Most of us have seen the movie Groundhog Day. Bill Murray’s character is stuck in a fantasy land, living the same day over and over again, until he finally breaks out of it by making right choices in his life. As far as life choices go, it’s not much of a movie. But, if rather than life lessons you’re looking for a better understanding of the Legislature, then that movie can be a good place to start.  Every session we see a lot of the same bills over and over again. Every session, many of the same people line up to either pass them or kill them. And every session there are some surprises, some foregone conclusions, and everything in between.

The Legislature will reach their all-important transmittal deadline this week. On that deadline, every bill that originates in one house must have passed to the second, or it dies. As happens every session, the week before transmittal is laden with last-ditch attempts to pass legislation, to resurrect bills from their committees, and to get a headline or two for a pet issue.  But away from the TV cameras there are other transmittal traditions that happen every session. Chief among them is the sound of many advocates, lobbyists, and citizens breathing a collective sigh of relief as uncounted bad bills finally die for good.

As we report to you this morning, the so called Sexual Identity Non-Discrimination bill is almost surely dead. The Montana family foundation has been working to stop this bill for over a decade.  Every time transmittal rolls around, Montana families are relieved to see that bill die once again. Of course, we’ll most likely see it again in two years, but that’s how the Legislature works.  Likewise with the bill to redefine marriage in Montana, House Bill 282 was this session’s effort to re-write Montana’s laws to allow for same sex marriage. As we hit the transmittal break, that bill goes away for another two years.

So too, the issue of assisted suicide, although we didn’t get the best of all possible worlds – we did avoid the worst choice. The legislature killed a bill that would have banned assisted suicide, but it also killed a bill that would have legalized assisted suicide. Thus, they guaranteed that in 2017 this perennial bill will be back again and see the same lineup of proponents and opponents debating it.

Lately, so-called dark money has become just as much a “Groundhog Day” type of issue as the others. With some partisans wanting to regulate who’s allowed to spend money on elections and who is not.  These dark money bills have begun to come back every session, and every session the Montana Family Foundation has been there to insist that any bill about election spending had better guarantee the privacy and free speech rights of Montana families.
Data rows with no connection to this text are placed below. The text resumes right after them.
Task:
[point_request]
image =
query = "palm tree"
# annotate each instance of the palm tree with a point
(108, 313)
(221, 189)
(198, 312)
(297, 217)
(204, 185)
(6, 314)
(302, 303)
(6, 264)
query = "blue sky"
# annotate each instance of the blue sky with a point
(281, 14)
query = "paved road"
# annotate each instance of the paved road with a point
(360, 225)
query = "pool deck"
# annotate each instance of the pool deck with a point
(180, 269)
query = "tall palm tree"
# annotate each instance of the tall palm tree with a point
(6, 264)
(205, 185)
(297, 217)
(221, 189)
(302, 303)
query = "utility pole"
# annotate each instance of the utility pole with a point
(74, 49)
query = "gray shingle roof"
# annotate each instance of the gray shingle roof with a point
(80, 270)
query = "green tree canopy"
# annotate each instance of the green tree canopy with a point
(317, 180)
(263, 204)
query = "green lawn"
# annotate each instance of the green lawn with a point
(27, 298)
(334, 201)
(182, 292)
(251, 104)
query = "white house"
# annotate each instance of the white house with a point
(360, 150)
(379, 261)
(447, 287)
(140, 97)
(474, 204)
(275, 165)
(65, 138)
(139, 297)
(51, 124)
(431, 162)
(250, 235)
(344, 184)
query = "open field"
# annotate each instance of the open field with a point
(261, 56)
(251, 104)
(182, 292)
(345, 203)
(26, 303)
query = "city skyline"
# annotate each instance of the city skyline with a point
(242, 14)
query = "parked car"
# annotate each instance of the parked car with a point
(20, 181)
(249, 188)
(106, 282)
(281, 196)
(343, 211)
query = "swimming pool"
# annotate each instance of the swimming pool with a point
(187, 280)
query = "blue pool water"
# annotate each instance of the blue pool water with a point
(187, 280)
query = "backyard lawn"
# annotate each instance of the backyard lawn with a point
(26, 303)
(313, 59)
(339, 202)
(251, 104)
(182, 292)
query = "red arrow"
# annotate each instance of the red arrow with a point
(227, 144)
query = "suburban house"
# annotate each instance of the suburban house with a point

Some sessions, I hear Legislators or Lobbyists wishing that we could just kill a bill and have it gone forever, never to come back again. I sympathize – it gets frustrating fighting the same battles over and over again. And yet I never count myself among their number. While I do wish the statewide Gender Identity bill would go away and never come back, I also am firmly committed to never giving up the fight for pro-family policy in Montana.  I will never stop working for legislation that protects innocent unborn life.  No matter how many times the Legislature or the Governor or the Supreme Court chooses to allow abortion to go on.  The same is true of marriage, of religious freedom, and of parental rights and school choice.

Overall, the repetitive nature of the Legislature is healthy, because it means that Montana families need never lose hope. We can keep on passionately trying to make our state a better place and in the end, we will.